Archiv nach Autor: georg
23.07.2010
Heute gehts weiter! Die Getriebebedienung funktioniert soweit. Ich stehe dabei auf der Gräting über dem offenen Motorraum und fühle mich wie ein Maschinist. Der Lärm betäubt die Sinne, aber unser Tagesprogramm lässt sowieso nicht viel Muße zu: vier Schleusen geht’s rauf auf 256 m über NN, dann Mittags- und Arbeitspause, weil der Motor von Marysol heiß wird. Kriegen wir aber auch hin. Dann ein weiterer Tunnel: 856 m!! Direkt danach geht es wieder bergab: erste Schleuse mit 6,5 m ohne Schwimmpoller und dann allein an Bord! Aber mit etwas Leiterakrobatik kommen wir da raus. Es folgen in extrem rascher Folge elf weitere Schleusen runter nach Toul. Danach sind wir alle ziemlich geschafft. Ein schönes Plätzchen in Toul im Port de France mit Dusche entschädigt. Abends hole ich Margrit vom Bahnhof ab, die wohl noch nicht ahnt, auf was sie sich da eingelassen hat. Toul gefällt uns gut, wenn auch die Illumination der Kathedrale an technischen Schwierigkeiten buchstäblich ins Wasser fällt.
22.07.2010
Mit dem guten Wetter scheint uns auch das Glück verlassen zu haben. Bei dem Auswechseln der Einhebelschaltung zur Bedienung von Motor und Getriebe ist offenbar der Schaltzug zum Getriebe kollabiert.
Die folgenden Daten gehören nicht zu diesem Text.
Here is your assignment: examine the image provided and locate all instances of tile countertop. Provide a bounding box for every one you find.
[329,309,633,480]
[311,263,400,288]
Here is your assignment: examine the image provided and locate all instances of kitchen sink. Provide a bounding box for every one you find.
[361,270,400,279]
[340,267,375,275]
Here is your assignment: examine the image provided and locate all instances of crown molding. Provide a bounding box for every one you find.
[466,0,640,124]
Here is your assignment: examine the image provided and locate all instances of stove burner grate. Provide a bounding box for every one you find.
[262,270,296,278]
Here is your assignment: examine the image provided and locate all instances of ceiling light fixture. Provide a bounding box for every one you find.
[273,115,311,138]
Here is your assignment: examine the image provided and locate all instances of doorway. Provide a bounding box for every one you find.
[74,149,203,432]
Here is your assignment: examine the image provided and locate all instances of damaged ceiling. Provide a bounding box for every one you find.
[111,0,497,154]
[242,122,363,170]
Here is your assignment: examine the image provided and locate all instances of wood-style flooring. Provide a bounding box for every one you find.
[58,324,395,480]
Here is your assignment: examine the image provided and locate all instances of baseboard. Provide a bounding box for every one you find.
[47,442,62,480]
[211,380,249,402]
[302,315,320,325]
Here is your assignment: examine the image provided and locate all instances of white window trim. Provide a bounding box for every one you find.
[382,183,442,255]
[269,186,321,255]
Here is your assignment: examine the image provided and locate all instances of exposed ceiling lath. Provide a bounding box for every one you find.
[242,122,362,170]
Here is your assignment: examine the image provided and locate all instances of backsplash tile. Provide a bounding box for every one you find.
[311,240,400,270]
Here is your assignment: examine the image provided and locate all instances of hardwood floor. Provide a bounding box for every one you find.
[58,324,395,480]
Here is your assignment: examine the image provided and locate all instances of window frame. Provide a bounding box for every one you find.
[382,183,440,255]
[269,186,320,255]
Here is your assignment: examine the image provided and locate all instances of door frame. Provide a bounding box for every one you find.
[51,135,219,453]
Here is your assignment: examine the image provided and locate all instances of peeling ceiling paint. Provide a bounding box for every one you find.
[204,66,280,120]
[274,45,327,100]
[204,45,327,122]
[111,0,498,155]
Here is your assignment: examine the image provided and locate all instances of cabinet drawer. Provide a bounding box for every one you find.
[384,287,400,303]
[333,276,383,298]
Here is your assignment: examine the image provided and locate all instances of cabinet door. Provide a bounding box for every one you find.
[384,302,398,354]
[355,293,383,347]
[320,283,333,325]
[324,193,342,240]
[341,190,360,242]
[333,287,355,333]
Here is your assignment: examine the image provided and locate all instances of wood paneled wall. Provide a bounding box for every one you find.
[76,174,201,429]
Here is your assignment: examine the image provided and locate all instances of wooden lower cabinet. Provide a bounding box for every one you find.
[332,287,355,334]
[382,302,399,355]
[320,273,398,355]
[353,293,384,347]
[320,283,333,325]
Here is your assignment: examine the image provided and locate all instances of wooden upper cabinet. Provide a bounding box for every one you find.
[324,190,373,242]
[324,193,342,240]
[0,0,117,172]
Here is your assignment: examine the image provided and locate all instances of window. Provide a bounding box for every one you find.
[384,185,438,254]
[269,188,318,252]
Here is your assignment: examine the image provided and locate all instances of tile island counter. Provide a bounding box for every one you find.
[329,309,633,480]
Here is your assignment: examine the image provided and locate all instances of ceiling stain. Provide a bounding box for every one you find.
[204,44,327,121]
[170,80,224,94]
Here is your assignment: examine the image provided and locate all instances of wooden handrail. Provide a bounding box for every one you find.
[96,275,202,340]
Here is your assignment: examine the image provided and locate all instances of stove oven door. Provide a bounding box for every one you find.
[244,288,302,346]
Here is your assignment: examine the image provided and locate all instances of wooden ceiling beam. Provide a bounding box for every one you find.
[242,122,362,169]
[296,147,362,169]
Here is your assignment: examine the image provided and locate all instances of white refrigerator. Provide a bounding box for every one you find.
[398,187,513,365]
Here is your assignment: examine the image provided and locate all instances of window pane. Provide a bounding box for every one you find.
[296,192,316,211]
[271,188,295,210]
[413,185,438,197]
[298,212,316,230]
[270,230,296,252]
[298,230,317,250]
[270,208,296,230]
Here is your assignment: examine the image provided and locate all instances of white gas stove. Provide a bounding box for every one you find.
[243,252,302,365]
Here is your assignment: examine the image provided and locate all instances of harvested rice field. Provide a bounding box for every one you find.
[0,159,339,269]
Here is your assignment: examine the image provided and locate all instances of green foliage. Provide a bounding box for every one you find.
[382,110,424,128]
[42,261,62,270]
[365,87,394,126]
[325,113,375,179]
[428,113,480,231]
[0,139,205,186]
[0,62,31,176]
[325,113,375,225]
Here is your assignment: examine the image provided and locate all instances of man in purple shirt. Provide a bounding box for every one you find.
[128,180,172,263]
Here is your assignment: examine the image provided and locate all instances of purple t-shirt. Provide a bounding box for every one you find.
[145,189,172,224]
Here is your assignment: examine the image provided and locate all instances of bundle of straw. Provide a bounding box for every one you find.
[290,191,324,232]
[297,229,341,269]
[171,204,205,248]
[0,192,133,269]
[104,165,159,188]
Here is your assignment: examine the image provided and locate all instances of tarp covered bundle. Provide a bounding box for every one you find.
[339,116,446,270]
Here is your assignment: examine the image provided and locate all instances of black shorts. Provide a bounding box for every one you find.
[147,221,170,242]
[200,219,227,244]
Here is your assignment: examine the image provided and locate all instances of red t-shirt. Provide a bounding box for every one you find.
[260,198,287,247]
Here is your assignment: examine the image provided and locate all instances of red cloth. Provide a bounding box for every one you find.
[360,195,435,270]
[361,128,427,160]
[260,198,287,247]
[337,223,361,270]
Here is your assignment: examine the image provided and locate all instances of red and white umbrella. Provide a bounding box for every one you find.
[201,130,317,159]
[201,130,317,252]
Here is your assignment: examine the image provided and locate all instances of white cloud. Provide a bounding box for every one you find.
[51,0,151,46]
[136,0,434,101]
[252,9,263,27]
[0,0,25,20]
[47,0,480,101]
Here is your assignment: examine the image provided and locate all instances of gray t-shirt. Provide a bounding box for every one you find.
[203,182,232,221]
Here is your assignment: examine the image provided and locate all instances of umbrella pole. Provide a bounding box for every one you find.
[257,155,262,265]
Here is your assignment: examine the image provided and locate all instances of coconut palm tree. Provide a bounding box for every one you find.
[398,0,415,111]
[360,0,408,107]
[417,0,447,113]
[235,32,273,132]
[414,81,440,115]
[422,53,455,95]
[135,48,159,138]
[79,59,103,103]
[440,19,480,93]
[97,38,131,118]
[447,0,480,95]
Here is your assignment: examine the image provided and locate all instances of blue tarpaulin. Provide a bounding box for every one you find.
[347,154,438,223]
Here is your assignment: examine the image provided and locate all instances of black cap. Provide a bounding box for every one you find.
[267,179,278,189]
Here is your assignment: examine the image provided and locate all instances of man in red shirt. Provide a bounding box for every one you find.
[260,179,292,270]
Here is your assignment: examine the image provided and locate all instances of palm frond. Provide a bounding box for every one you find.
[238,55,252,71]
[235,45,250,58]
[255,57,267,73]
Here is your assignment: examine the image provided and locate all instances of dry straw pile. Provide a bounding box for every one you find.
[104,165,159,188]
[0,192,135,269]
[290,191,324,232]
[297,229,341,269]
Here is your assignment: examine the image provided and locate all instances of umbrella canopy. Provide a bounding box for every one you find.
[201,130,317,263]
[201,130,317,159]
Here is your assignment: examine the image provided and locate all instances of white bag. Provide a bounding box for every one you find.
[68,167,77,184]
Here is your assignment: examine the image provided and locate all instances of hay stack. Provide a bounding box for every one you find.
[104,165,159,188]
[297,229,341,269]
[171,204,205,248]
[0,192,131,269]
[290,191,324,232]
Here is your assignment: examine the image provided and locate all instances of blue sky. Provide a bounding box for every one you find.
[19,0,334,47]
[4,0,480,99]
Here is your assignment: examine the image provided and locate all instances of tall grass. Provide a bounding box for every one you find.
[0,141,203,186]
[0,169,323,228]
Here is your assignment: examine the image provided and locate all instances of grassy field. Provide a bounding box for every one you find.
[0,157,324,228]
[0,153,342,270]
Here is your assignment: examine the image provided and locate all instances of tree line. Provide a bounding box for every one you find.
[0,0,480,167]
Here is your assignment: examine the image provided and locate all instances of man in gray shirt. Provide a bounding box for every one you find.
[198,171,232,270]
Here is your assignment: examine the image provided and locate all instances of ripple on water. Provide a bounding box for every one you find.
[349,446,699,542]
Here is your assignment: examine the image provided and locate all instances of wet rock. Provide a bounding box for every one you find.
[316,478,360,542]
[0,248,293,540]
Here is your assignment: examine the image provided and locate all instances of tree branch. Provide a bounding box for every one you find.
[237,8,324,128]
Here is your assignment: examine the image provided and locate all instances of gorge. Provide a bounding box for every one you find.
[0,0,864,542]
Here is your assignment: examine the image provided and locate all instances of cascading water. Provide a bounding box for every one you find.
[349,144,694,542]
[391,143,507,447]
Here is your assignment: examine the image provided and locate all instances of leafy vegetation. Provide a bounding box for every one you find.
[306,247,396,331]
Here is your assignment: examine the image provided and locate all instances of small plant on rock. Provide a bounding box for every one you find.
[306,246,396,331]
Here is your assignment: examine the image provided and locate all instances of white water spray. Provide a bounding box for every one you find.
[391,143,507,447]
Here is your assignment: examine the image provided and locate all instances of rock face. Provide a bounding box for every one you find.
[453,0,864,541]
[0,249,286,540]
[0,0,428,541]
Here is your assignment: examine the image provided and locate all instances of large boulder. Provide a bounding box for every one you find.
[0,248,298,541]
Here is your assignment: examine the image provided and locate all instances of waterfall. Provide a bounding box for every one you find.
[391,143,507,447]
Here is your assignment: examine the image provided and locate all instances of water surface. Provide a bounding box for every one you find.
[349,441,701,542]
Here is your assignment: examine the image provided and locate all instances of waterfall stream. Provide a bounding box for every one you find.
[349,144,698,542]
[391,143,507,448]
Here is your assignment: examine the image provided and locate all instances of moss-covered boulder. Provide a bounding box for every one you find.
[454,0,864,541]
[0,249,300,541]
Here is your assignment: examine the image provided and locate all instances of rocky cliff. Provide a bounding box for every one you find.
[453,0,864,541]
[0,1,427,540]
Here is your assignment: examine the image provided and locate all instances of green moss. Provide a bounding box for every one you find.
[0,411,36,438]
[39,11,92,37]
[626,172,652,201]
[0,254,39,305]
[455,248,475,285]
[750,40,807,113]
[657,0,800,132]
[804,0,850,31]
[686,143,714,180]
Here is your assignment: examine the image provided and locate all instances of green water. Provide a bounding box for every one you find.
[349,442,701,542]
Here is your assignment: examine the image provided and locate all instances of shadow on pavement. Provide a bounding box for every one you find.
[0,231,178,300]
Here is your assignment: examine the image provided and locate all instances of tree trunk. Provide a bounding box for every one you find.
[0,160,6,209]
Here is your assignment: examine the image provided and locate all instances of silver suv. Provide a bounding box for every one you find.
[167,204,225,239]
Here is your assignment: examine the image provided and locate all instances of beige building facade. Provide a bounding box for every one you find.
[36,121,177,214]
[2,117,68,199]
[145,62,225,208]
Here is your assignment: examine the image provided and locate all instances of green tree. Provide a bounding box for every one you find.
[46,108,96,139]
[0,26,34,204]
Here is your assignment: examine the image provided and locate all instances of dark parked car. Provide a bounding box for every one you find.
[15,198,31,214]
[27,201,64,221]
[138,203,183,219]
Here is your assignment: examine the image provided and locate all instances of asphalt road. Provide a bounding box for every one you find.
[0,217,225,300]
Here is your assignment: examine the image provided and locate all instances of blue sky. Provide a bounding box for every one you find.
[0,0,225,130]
Die Folge ist, dass nach frohgemutem Start schon in der ersten Schleuse sich kein Gang mehr einlegen lässt und Rover an der langen Leine aus der Schleusenkammer getreidelt werden muss. Der Schaden lässt sich mit Bordmitteln nicht reparieren, aber ich bringe provisorisch zwei dünne Leinen am Getriebeschalthebel an und führe sie durch die offene Motorklappe nach oben. Damit habe ich wie ein Marionettenspieler einen gewissen Einfluss auf das Getriebe, muss aber manchmal raten, ob der Vor- oder Rückwärtsgang drin ist. Weiterfahren tun wir trotzdem nicht, da Lorenz’ Rücken eine Ruhepause braucht nach den extremen Verrenkungen in der Backskiste und so fahren Martin und ich im Regen per Fahrrad nach Commercy zurück und besorgen ABC-Pflaster. Das Abendessen gerät trotz allem oppulent.
21.07.2010
Unser 3-Mann-Team mit zwei Booten kommt ganz gut zurecht. Marysol fährt vor in die Schleusenkammer und macht fest, dann tuffelt Rover hinterher und ich schmeiße die vorbereiteten Leinen hoch, wo Lorenz sie um den Poller legt. Mit etwas Übung steigt die Gelassenheit. Der Kanal ist nach wie vor sehr schmal und flach, außerdem extrem verkrautet. Letzteres führt dazu, dass Lorenz teilweise in 10 Minuten Abständen tauchen muss, um die Schraube von Marysol von Wassersalat zu befreien. Rover hat diesbezüglich keine Probleme, nur der Seewasserfilter will abends von Grünfutter entleert werden. Wir halten in Commercy hinter dem Aldi-Markt, um eine Pause zu machen, beschließen dann aber wegen schlechter Wettervorhersage und bodenlosem Barometer (und der guten Versorgungslage), bis morgen zu bleiben. Damit keine Langeweile aufkommt, wollen wir mal eben die Einhebelschaltung von Rover tauschen, brechen dann nach mehreren Stunden etwas ernüchtert ab, um das Schiff morgen wieder fahrbereit zu machen. 99 Schleusen, 224 m über NN.
19.07.2010
Crewwechsel bei Rover und Marysol! D.h. bei Rover kein Wechsel in dem Sinne, da Cora aufgrund einer ernsten Verletzung ihrer Reisepartnerin ihre Pläne ändern muss und nun nicht kommen kann. Silke fährt mit dem Bus nach Metz und per Zug weiter nach Hause. Vorher macht sie noch Klarschiff und sichtet die Vorräte. Das bin ich nun allein auf dem Schiff! Sabine von Marysol geht für eine Woche nach Hause, dafür kommt Martin. So sind wir nun drei Männer mit zwei Booten. Damit wollen wir uns morgen in die Schleusen der Maas wagen. Wird schon irgendwie gehen… Wetter nach wie vor phantastisch. Suche nach der Leckstelle in Rover wieder mal ergebnislos. Treibstoffverbrauch erwartungsgemäß ca. 2,9 Liter/Betriebsstunde.